The aim of this research was to investigate the clinical conditions around dental implants placed in the posterior mandible of healthy or moderately periodontally compromised patients, in relation to the presence or not of keratinized mucosa (KT).
MATERIALS AND METHODS:
One hundred and twenty-eight patients who needed an implant in the posterior mandible were consecutively enrolled in a private specialist practice. Only one implant per patient was examined originally placed either within KT or alveolar (AM) mucosa. At 10 years, clinical and radiographic measures were recorded by a calibrated operator. The number of sites treated according to therapy modalities C and D (antibiotics and/or surgery) during the 10 years was also registered.
Ninety-eight patients completed the 10-year study.

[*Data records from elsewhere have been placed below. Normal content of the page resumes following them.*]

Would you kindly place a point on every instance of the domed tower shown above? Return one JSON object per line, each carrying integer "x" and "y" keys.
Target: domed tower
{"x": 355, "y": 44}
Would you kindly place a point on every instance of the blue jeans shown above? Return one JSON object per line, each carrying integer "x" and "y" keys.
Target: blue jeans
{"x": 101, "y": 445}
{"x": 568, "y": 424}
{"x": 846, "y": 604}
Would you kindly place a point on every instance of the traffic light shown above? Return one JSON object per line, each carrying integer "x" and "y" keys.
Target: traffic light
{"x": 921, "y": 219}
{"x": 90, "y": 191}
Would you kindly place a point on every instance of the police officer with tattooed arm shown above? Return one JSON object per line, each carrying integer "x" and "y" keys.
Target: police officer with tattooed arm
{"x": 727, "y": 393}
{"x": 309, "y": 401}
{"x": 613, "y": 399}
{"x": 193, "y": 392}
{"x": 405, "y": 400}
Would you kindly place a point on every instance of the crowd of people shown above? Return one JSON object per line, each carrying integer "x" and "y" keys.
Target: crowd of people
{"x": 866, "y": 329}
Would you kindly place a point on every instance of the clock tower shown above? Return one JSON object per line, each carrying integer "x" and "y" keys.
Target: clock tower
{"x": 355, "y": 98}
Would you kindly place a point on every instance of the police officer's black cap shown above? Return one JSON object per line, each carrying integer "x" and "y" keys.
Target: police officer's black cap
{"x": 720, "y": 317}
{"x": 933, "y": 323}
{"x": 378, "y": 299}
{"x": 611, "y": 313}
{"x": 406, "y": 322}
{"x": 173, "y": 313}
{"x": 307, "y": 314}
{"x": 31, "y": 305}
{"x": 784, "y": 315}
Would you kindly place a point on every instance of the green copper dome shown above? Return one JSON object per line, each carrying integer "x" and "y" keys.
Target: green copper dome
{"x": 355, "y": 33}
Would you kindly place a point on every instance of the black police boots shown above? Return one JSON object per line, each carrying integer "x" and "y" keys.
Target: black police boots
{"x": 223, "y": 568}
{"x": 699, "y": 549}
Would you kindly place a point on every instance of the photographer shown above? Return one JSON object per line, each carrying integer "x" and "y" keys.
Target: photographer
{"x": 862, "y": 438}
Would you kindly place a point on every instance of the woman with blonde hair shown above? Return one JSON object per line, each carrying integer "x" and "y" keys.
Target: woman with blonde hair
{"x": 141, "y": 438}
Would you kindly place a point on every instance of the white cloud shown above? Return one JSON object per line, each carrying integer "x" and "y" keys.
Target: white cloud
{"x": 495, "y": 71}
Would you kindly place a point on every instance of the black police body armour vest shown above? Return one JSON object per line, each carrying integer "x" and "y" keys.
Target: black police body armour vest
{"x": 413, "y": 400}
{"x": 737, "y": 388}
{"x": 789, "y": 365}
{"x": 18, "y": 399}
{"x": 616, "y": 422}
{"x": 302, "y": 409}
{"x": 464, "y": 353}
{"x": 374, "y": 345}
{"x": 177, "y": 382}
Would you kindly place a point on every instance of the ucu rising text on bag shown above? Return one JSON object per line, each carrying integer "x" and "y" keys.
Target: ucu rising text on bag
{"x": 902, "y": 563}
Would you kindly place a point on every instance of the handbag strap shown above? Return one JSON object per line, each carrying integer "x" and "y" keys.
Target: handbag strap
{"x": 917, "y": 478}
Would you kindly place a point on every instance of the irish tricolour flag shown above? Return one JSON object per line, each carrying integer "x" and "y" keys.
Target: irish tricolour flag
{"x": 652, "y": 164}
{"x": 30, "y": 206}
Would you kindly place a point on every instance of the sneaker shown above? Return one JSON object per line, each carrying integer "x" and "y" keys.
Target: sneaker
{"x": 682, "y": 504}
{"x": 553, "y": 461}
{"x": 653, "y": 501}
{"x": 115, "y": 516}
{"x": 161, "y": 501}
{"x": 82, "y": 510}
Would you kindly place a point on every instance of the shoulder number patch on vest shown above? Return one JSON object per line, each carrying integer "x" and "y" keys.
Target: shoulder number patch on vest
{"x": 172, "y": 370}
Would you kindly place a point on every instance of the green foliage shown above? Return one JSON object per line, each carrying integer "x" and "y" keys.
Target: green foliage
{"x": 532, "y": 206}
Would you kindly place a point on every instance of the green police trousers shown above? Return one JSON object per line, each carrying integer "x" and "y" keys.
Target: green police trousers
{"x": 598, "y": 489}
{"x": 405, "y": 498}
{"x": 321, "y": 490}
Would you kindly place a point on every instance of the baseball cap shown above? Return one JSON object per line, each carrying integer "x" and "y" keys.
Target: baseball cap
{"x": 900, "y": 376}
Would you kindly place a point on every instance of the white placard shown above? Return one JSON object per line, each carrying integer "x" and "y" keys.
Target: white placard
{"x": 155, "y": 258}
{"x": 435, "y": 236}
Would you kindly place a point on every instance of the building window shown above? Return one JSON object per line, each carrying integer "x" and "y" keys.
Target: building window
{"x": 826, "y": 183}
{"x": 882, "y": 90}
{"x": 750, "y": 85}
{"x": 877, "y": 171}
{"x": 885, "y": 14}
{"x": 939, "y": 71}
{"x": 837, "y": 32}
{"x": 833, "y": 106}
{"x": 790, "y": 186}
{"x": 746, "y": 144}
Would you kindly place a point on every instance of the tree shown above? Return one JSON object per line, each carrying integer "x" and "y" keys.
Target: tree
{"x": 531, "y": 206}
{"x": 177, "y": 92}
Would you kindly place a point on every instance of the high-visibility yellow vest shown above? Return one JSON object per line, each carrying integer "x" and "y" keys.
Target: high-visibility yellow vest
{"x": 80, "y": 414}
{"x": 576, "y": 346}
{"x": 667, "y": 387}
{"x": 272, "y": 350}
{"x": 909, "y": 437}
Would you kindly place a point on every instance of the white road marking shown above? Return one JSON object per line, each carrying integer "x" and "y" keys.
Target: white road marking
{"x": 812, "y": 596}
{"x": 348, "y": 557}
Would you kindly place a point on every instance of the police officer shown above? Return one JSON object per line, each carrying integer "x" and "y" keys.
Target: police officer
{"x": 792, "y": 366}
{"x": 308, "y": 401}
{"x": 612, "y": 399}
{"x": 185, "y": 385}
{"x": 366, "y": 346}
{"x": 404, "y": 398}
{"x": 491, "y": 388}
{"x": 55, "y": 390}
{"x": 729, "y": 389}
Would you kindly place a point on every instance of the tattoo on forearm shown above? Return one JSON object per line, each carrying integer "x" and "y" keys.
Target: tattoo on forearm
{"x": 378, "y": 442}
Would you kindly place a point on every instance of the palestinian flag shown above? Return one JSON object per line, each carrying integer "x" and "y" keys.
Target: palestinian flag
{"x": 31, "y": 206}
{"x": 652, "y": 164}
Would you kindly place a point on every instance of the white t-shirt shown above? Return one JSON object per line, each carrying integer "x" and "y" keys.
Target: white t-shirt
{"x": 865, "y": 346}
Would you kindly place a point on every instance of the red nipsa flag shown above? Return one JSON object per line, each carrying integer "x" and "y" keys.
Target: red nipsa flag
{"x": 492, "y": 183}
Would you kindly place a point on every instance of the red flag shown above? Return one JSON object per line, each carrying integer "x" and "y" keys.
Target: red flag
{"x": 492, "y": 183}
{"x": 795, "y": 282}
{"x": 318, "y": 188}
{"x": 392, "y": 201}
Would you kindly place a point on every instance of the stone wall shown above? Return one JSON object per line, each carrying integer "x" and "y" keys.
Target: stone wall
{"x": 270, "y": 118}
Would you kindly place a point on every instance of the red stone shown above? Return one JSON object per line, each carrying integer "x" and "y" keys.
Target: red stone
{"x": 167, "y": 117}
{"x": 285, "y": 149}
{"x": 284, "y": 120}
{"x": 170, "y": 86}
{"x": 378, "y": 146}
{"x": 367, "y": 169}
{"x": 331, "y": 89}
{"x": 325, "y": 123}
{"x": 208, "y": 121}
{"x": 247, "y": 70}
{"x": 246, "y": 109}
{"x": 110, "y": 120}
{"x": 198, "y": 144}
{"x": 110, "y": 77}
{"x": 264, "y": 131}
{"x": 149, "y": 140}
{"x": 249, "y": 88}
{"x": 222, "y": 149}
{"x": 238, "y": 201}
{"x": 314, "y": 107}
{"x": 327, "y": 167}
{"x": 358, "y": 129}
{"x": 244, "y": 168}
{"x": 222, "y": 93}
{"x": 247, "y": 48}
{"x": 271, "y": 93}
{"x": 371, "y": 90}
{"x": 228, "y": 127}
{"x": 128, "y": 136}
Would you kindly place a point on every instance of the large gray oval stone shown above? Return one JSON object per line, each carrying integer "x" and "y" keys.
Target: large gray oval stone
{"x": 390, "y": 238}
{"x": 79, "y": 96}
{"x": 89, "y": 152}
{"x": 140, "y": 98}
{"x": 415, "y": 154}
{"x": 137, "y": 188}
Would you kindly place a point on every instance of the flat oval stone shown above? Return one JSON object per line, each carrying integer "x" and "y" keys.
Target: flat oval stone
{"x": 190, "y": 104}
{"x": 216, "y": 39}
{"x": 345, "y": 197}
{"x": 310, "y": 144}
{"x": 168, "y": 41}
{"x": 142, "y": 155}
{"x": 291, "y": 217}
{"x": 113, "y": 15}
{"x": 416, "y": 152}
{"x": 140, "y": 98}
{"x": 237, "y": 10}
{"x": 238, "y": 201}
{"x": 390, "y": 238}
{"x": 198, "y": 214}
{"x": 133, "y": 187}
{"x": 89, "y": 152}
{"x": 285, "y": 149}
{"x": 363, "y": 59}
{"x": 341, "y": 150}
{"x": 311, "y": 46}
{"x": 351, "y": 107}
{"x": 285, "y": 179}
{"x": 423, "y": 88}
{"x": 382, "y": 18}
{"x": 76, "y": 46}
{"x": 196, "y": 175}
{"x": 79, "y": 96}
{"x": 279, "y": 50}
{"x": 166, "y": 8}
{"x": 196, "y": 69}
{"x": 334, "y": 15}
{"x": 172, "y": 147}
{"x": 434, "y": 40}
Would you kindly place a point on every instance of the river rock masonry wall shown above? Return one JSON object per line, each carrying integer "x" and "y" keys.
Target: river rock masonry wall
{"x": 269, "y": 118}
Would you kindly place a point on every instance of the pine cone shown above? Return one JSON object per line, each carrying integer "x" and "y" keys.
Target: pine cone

The absence of KT was associated with higher plaque accumulation, greater soft-tissue recession (REC), and a higher number of sites that required additional surgical and/or antibiotic treatment. Patient-reported outcomes regarding maintenance procedures presented major differences between the groups. In 11 of the 35 AM cases, additional free gingival graft (FGG) was successfully employed to reduce discomfort and to facilitate optimal plaque control.
Implants that are not surrounded by KT are more prone to plaque accumulation and REC, even in patients exercising sufficient oral hygiene and receiving adequate supporting periodontal therapy (SPT). In selected cases, particularly in the edentulous posterior mandible, where ridge resorption leads to reduced vestibular depth and lack of KT, additional FGG can be beneficial to facilitate proper oral hygiene procedures.